There’s so much to love about Pete Yorn's latest release. Take, for instance, the play on words in the album's title, Back & Fourth. It's his fourth release–get it? Or the fact that this album features a more mature, mellow Yorn, as well as a departure from his previous rock and roll-ish albums.
Singer-songwriter Yorn recorded Back & Fourth in Omaha, Nebraska, as opposed to Los Angeles, where musicforthemorningafter, Day I Forgot and Nightcrawler were recorded. He also strayed from his modus operandi, instead writing lyrics before composing the melodies (which gives depth to his lyrics and makes for a more contemplative album–give "Social Development Dance" a listen and you'll see what I mean).
On this go-round, Yorn even went so far as to handpick the musicians he worked with, rounding up drummer Joey Waronker (Beck); pianist/arranger Nate Wolcott (Bright Eyes, The Faint, Rilo Kiley); guitarist Jonny Polonsky; bassist Joe Karnes (John Cale); backing vocalist Orenda Fink (Azure Ray); producer Rick Rubin, (co-chairman of Yorn’s Columbia label and the man behind the boards for Red Hot Chili Peppers, Johnny Cash, Metallica, Beastie Boys, and others); and producer Mike Mogis (Bright Eyes, Rilo Kiley).

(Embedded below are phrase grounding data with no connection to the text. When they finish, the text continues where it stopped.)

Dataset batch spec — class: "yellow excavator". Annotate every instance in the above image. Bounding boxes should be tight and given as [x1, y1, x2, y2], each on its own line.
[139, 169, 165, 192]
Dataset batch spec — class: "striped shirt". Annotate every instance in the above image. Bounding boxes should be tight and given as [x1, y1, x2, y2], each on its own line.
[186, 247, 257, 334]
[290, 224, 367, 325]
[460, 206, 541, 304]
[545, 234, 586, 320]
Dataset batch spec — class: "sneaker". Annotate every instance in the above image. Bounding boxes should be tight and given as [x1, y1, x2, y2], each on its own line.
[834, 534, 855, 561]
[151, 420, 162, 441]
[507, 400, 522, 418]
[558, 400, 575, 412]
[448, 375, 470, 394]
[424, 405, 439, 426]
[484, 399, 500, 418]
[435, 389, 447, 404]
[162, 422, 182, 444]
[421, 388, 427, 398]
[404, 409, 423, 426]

Back & Fourth opens with the first single off the album, “Don't Wanna Cry,” a mid-tempo pop, radio-friendly tune surprisingly reminiscent of Dr. Hook, Rod Stewart, and a little bit of Elliott Smith. The contemplative mid-tempo “Social Development Dance” is a haunting look at long-lost friends, and although it isn't very catchy in melody, it has powerful lyrics. Die-hard Yorn fans will enjoy the midtempo “Country,” which, in the last lines references “Just Another Girl” (off musicforthemorningafter).
A handful of Back & Fourth tracks have a more traditional Yorn rock edge, including the upbeat, slightly Rilo Kiley-ish “Paradise Cove,” which showcases nice guitar work and has a great summer vibe; “Shotgun,” which has an alternative rock feel; and the catchy, upbeat “Last Summer.”

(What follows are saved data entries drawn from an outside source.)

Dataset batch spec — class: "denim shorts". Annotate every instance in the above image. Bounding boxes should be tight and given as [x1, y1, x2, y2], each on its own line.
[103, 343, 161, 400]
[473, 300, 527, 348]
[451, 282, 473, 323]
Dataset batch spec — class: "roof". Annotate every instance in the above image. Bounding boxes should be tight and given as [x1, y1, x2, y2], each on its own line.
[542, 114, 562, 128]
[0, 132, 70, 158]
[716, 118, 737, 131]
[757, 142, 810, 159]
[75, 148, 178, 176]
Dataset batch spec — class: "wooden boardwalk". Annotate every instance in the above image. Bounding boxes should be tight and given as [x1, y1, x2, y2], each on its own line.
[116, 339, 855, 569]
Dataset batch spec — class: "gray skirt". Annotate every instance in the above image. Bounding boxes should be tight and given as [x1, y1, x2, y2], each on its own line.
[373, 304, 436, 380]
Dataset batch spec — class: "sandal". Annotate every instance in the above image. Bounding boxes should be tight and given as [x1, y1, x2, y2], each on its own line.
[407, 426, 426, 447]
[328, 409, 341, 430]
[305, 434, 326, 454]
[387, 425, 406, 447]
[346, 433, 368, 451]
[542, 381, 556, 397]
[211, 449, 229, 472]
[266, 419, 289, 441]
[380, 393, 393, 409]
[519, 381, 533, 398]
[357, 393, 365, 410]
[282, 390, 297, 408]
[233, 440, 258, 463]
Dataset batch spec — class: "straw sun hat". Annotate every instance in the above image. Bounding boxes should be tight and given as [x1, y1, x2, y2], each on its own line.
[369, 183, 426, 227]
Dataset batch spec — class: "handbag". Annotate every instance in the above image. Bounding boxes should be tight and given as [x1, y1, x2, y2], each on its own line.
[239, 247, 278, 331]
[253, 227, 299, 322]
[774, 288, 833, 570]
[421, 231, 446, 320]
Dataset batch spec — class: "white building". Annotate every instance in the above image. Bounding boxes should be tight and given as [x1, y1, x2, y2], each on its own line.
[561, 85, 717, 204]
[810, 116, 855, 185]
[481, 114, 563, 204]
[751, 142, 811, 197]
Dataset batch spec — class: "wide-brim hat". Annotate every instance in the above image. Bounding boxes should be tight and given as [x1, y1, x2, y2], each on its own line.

On the mellow side, four tracks fall into the quiet and reflective category–“Close,” “Thinking of You,” “Four Years,” and the Ryam Adams-ish “Long Time Nothing New.”
My first listen to Back & Fourth left me feeling nostalgic for previous Yorn works, but after a second listen, I was hooked. There are no bad songs on this album, and although I’m hard-pressed to choose favorites, I will say that “Close,” “Thinking of You,” “Country,” and “Four Years” are my top picks.
Yorn fans new and old should find much to like about Back & Fourth. And if it’s true that things only get better with age, Yorn (35) is proving that point.